PostgreSQL init process complete; ready for start up. 2024-01-14 21:29:31.126 UTC [1] LOG: starting PostgreSQL 12.4 (Debian 12.4-1.pgdg100+1) on x86_64-pc-linux-gnu, compiled by gcc (Debian 8.3.0-6) 8.3.0, 64-bit 2024-01-14 21:29:31.127 UTC [1] LOG: listening on IPv4 address "0.0.0.0", port 5432 2024-01-14 21:29:31.127 UTC [1] LOG: listening on IPv6 address "::", port 5432 2024-01-14 21:29:31.137 UTC [1] LOG: listening on Unix socket "/var/run/postgresql/.s.PGSQL.5432" 2024-01-14 21:29:31.171 UTC [49] LOG: database system was shut down at 2024-01-14 21:29:31 UTC 2024-01-14 21:29:31.190 UTC [1] LOG: database system is ready to accept connections
There is one big caveat to look out for when using Local Persistent Volumes. This specific storage configuration does not have any monitoring, restrictions or quota in place whatsoever. This means there is no actual limit on how much disk space the Pod can use. Nothing stops the container from creating a 12 GiB file inside the 10 GiB local volume, as illustrated in the following example.
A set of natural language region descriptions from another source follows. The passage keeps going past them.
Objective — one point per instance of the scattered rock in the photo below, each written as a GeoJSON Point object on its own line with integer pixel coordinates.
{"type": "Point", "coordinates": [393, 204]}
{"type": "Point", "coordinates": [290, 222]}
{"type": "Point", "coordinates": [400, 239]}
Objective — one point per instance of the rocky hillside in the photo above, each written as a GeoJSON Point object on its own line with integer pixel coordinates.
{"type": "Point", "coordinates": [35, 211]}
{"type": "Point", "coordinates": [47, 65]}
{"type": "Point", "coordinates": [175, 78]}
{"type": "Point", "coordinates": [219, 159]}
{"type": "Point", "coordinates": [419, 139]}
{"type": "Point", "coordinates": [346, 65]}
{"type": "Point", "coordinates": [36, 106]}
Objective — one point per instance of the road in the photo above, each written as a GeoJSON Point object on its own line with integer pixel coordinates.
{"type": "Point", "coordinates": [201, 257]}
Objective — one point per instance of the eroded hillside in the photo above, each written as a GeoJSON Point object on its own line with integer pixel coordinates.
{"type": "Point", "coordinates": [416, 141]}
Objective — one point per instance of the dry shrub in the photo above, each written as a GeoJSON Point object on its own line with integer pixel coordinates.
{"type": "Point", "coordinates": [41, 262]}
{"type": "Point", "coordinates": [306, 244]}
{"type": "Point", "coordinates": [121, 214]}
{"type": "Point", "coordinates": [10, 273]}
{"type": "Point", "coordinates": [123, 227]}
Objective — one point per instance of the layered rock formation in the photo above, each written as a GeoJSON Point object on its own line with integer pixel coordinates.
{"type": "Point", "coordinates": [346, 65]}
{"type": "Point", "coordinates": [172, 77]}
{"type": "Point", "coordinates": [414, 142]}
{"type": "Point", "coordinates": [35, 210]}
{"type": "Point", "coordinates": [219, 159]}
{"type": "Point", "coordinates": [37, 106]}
$ kubectl -n postgresql exec -it postgresql-85bc4b5f4c-fp4mh -- /bin/bash I have no name!@postgresql-85bc4b5f4c-fp4mh:/$ dd bs=4096 count=3145728 if=/dev/zero of=/var/lib/postgresql/data/large-file.dat 3145728+0 records in 3145728+0 records out 12884901888 bytes (13 GB, 12 GiB) copied, 42.0163 s, 307 MB/s
$ sudo du -sh /k8s-data/hdd-chunk-10g-1/ 13G /k8s-data/hdd-chunk-10g-1/
The absence of a hard limit on these volumes might not be a big problem for small clusters, but for clusters running hundreds of workloads this could pose a real risk. Once one container starts using more space than requested, it can disrupt other Pods and the node can experience disk pressure, leading to downgraded performance and Pod evictions. Fortunately, there is a way to work around this problem and mitigate this risk.
File System in a File
Linux gives us the wonderful ability to create a file system inside a plain file. Once mounted, this file is treated as a full-fledged file system that behaves just like a formatted disk partition. Just like with a disk partition, it has a predefined size that cannot be altered from inside the file system. It's a simple trick you can use to put a hard limit on a directory backing a Persistent Volume. Let's revise the steps needed for this kind of configuration. Because we will start off by removing the previously created "chunk" directory, I scale down the PostgreSQL deployment to 0 replicas so no Pods try to access the disk anymore.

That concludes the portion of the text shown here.